«Bienvenue à Marwen»: une guerre dans son jardin

Steve Carell interprète Mark Hogancamp, dans le registre clown triste.
Photo: Universal Pictures Steve Carell interprète Mark Hogancamp, dans le registre clown triste.

Marwen serait un petit village assiégé de Belgique pendant la Deuxième Guerre mondiale. Dans Welcome to Marwen, de Robert Zemeckis, on découvre qu’il existe uniquement dans l’imaginaire débridé, et perturbé, de Mark Hogancamp, un illustrateur dont la vie a basculé en 2000. Attaqué à la sortie d’un bar — un assaut à caractère homophobe — il restera plongé dans le coma plusieurs jours et en sortira amnésique, incapable de tenir un crayon ou un fusain. Ou de boire, lui qui avait de sérieux problèmes d’alcool.

Son histoire aurait pu s’arrêter là, mais elle prendra une tournure inattendue avec la découverte de la photographie, et surtout celle des poupées, Mark (Steve Carell dans le registre clown triste) recréant dans son studio et son jardin un monde de guerrières et de nazis dont il est le héros. Ces curieuses reconstitutions ont eu sur lui un effet thérapeutique, une trajectoire qui ne pouvait qu’inspirer le réalisateur de Allied et Cast Away.

Welcome to Marwen apparaît comme le récit de deux combats, l’un psychologique, sur cet être reclus, traumatisé à l’idée de retourner au tribunal près de ses tortionnaires pour entendre leur sentence. L’autre est peuplé de personnages fantaisistes, à peu près tous inspirés de femmes de son entourage, la dernière en date étant une nouvelle voisine, Nicol (Leslie Mann), ou un peu sorties de nulle part, dont une sorcière… belge (Diane Kruger). Le Mark version G.I. Joe ne craint rien ni personne, ou presque, tandis que l’autre se terre dans sa maison mobile comme s’il s’agissait d’un bunker.

Nous sommes devant un être d’une étrange complexité, et ne comptez pas sur Robert Zemeckis pour vous éclairer. D’abord, en bon réalisateur raffolant des « high concepts », il semble davantage amusé à recréer la gigantesque maison de poupées de cet artiste tourmenté.

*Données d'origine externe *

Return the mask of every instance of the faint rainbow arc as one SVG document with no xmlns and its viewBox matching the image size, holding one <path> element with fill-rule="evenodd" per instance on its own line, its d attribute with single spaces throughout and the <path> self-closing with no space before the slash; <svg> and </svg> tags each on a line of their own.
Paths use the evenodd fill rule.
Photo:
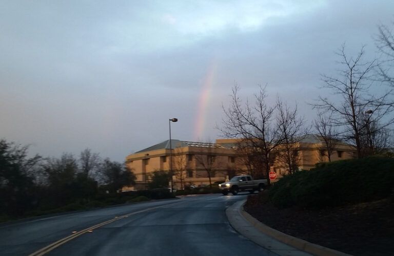
<svg viewBox="0 0 394 256">
<path fill-rule="evenodd" d="M 209 105 L 209 100 L 211 98 L 212 88 L 214 82 L 217 68 L 218 62 L 216 58 L 213 58 L 208 66 L 208 71 L 204 79 L 199 100 L 197 118 L 194 125 L 194 140 L 195 141 L 202 139 L 208 115 L 208 107 Z"/>
</svg>

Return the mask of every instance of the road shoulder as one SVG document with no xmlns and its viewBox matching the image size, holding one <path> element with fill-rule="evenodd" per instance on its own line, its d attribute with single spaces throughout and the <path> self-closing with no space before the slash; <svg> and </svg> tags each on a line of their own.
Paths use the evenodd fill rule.
<svg viewBox="0 0 394 256">
<path fill-rule="evenodd" d="M 348 255 L 346 253 L 289 236 L 262 223 L 243 209 L 246 200 L 229 207 L 226 215 L 230 225 L 241 234 L 281 255 Z"/>
</svg>

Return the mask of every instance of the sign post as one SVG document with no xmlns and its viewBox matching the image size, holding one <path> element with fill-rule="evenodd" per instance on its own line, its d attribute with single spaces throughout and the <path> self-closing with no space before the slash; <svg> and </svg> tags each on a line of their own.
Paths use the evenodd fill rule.
<svg viewBox="0 0 394 256">
<path fill-rule="evenodd" d="M 275 172 L 269 172 L 269 180 L 274 180 L 277 178 L 277 173 Z"/>
</svg>

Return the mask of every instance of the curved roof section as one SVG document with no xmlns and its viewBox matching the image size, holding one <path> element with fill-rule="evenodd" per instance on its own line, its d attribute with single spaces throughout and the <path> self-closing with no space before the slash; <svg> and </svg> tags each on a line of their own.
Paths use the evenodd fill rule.
<svg viewBox="0 0 394 256">
<path fill-rule="evenodd" d="M 223 146 L 216 143 L 210 143 L 206 142 L 195 142 L 193 141 L 183 141 L 179 140 L 171 140 L 171 147 L 176 148 L 177 147 L 184 147 L 186 146 L 195 147 L 210 147 L 213 148 L 226 148 Z M 161 142 L 156 145 L 147 147 L 140 151 L 135 152 L 136 153 L 141 153 L 148 151 L 152 151 L 154 150 L 170 149 L 170 140 L 167 140 Z"/>
</svg>

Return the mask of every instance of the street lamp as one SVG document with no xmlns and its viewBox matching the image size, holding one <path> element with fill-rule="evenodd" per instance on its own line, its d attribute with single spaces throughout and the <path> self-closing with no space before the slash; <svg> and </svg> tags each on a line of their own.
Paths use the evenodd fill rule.
<svg viewBox="0 0 394 256">
<path fill-rule="evenodd" d="M 171 122 L 178 122 L 178 118 L 172 118 L 172 119 L 170 119 L 170 120 L 168 121 L 168 125 L 170 127 L 170 174 L 171 175 L 171 193 L 172 193 L 172 190 L 173 190 L 174 186 L 173 186 L 173 183 L 174 183 L 174 179 L 173 179 L 173 173 L 172 173 L 172 145 L 171 144 Z"/>
</svg>

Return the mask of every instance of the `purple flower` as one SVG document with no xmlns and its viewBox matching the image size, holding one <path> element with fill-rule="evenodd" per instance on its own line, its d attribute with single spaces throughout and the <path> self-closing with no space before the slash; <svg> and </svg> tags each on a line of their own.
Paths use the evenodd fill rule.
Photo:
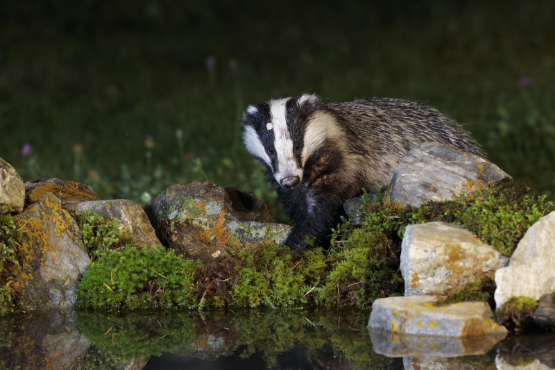
<svg viewBox="0 0 555 370">
<path fill-rule="evenodd" d="M 520 88 L 527 87 L 532 84 L 532 80 L 527 76 L 522 76 L 518 79 L 517 85 Z"/>
<path fill-rule="evenodd" d="M 24 144 L 22 148 L 22 154 L 23 155 L 28 155 L 31 152 L 33 152 L 33 145 L 28 142 Z"/>
</svg>

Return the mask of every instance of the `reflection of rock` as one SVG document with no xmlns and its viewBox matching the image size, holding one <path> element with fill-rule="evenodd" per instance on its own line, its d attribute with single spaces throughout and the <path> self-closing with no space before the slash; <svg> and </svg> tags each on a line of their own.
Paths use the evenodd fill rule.
<svg viewBox="0 0 555 370">
<path fill-rule="evenodd" d="M 504 337 L 507 330 L 492 319 L 486 302 L 463 302 L 436 307 L 435 296 L 396 296 L 377 299 L 368 327 L 395 334 L 441 337 Z"/>
<path fill-rule="evenodd" d="M 426 142 L 402 158 L 385 201 L 419 207 L 425 201 L 450 201 L 462 194 L 512 183 L 510 176 L 488 160 L 450 145 Z"/>
<path fill-rule="evenodd" d="M 24 319 L 0 322 L 3 339 L 0 359 L 10 369 L 83 369 L 91 342 L 77 329 L 75 312 L 27 314 Z M 0 362 L 1 367 L 1 362 Z"/>
<path fill-rule="evenodd" d="M 452 294 L 508 262 L 466 229 L 444 222 L 409 225 L 401 246 L 404 294 Z"/>
<path fill-rule="evenodd" d="M 491 369 L 493 358 L 489 355 L 472 358 L 411 356 L 403 358 L 405 370 L 481 370 Z"/>
<path fill-rule="evenodd" d="M 555 369 L 555 335 L 511 336 L 498 352 L 497 369 Z"/>
<path fill-rule="evenodd" d="M 512 296 L 539 299 L 555 292 L 555 211 L 526 232 L 511 256 L 509 266 L 495 272 L 495 304 L 500 308 Z"/>
<path fill-rule="evenodd" d="M 189 258 L 210 264 L 229 244 L 266 238 L 280 243 L 291 226 L 275 224 L 254 195 L 213 181 L 170 186 L 145 207 L 160 241 Z"/>
<path fill-rule="evenodd" d="M 482 355 L 504 335 L 481 335 L 454 338 L 432 335 L 397 334 L 368 328 L 374 351 L 389 357 L 454 357 Z"/>
</svg>

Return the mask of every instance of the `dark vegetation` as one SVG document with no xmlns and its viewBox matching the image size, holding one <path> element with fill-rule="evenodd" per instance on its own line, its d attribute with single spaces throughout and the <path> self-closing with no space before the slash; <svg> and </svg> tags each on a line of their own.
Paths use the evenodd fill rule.
<svg viewBox="0 0 555 370">
<path fill-rule="evenodd" d="M 542 0 L 3 2 L 0 156 L 104 199 L 212 178 L 276 210 L 241 142 L 248 103 L 403 97 L 466 122 L 552 199 L 554 13 Z"/>
</svg>

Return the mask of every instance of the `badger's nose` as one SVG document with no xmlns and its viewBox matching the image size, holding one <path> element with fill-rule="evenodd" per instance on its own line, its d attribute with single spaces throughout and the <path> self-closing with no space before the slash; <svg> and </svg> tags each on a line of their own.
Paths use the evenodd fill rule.
<svg viewBox="0 0 555 370">
<path fill-rule="evenodd" d="M 293 187 L 300 182 L 299 176 L 289 176 L 282 178 L 281 183 L 283 186 Z"/>
</svg>

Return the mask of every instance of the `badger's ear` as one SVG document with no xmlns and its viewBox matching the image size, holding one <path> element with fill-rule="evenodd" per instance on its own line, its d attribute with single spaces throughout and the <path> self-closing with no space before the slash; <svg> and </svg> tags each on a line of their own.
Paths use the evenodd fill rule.
<svg viewBox="0 0 555 370">
<path fill-rule="evenodd" d="M 256 106 L 248 106 L 247 110 L 243 112 L 243 126 L 249 124 L 249 119 L 258 112 L 258 108 Z"/>
<path fill-rule="evenodd" d="M 297 103 L 302 110 L 316 112 L 320 105 L 320 98 L 314 94 L 303 94 L 297 100 Z"/>
</svg>

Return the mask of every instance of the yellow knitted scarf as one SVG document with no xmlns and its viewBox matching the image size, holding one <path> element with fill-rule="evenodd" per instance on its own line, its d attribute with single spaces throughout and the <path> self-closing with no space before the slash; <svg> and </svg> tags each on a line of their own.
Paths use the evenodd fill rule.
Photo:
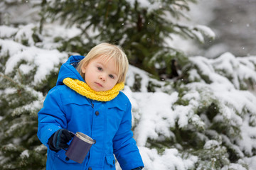
<svg viewBox="0 0 256 170">
<path fill-rule="evenodd" d="M 119 91 L 124 89 L 124 83 L 117 84 L 112 89 L 108 91 L 95 91 L 92 90 L 86 83 L 71 78 L 65 78 L 63 83 L 82 96 L 86 96 L 90 99 L 109 101 L 114 99 L 119 93 Z"/>
</svg>

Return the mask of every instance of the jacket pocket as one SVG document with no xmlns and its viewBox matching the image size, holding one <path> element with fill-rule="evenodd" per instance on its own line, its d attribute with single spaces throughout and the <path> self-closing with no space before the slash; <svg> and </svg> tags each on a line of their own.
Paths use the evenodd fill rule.
<svg viewBox="0 0 256 170">
<path fill-rule="evenodd" d="M 111 167 L 113 167 L 113 169 L 115 169 L 115 159 L 114 154 L 107 154 L 106 156 L 106 161 L 107 164 L 110 166 Z"/>
<path fill-rule="evenodd" d="M 70 164 L 73 164 L 73 163 L 76 163 L 78 164 L 76 162 L 74 162 L 71 159 L 70 159 L 68 157 L 67 157 L 67 156 L 65 154 L 65 150 L 60 150 L 59 152 L 58 152 L 56 154 L 57 157 L 58 157 L 59 159 L 60 159 L 62 161 L 65 162 L 65 163 L 70 163 Z"/>
</svg>

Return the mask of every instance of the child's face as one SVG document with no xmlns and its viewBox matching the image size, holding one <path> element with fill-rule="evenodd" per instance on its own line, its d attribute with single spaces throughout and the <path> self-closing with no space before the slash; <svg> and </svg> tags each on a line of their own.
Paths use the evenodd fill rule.
<svg viewBox="0 0 256 170">
<path fill-rule="evenodd" d="M 82 68 L 85 81 L 94 91 L 107 91 L 116 85 L 118 75 L 115 63 L 110 59 L 107 63 L 100 57 Z"/>
</svg>

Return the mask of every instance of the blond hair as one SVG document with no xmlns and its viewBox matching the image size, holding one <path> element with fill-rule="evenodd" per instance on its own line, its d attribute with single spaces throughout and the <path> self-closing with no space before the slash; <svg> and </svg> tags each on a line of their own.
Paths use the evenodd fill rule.
<svg viewBox="0 0 256 170">
<path fill-rule="evenodd" d="M 77 70 L 82 77 L 85 79 L 85 74 L 82 72 L 82 68 L 87 66 L 92 60 L 100 57 L 106 62 L 110 59 L 114 60 L 119 78 L 117 83 L 124 82 L 129 66 L 127 57 L 121 47 L 107 42 L 100 43 L 92 47 L 85 57 L 78 63 Z"/>
</svg>

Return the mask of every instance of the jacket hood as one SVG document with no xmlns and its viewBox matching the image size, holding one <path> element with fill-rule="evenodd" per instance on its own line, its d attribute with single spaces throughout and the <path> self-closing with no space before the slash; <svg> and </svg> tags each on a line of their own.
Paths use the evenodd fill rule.
<svg viewBox="0 0 256 170">
<path fill-rule="evenodd" d="M 56 85 L 63 85 L 63 81 L 65 78 L 71 78 L 85 81 L 79 72 L 76 70 L 76 67 L 80 61 L 81 61 L 85 56 L 82 55 L 72 55 L 68 61 L 64 63 L 60 69 L 58 73 Z"/>
</svg>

La majorité des actrices, sauf Leslie Mann et Merritt Wever, en vendeuse de poupées, sont réduites à l’état de figurines animées, croisement entre Charlie’s Angels et Inglourious Basterds. Mais les enjeux délicats, eux, semblent l’embarrasser, à commencer par cette passion de Mark pour les talons hauts, et qu’il lui aurait fallu taire devant les imbéciles qui l’ont tabassé.

Lubie de collectionneur ? Son placard en est plein, et il frôle l’extase en croyant qu’on lui offre des Christian Louboutin. Zemeckis et la coscénariste Caroline Thompson l’abordent comme une excentricité, mais visiblement plus encombrante que ses pulsions meurtrières. À ce chapitre, le film en fait l’étalage, même si les carnages, assourdissants, n’ont pas la même force de frappe lorsqu’il s’agit de marionnettes.

Que Welcome to Marwen souffre d’une certaine crispation face aux nuances de l’identité sexuelle n’est guère surprenant, et ne fait que révéler l’obsession consensuelle d’un cinéaste qui a connu des jours meilleurs, se citant lui-même pour nous les rappeler (la voiture en flammes de Back to the Future, une tête effectuant un 360 degrés comme dans Death Becomes Her). Le courage de Mark apparaît exemplaire et n’est pas sans rappeler celui d’un certain Forrest Gump, mais c’est davantage la flamboyance de ses combats fantasmagoriques que la gravité de ses luttes intérieures qui prend ici le pas.

Bienvenue à Marwen (V.F. de Welcome to Marwen)

★★ 1/2

Comédie dramatique de Robert Zemeckis. Avec Steve Carell, Leslie Mann, Merritt Wever, Elza Gonzalez. États-Unis, 2018, 116 minutes.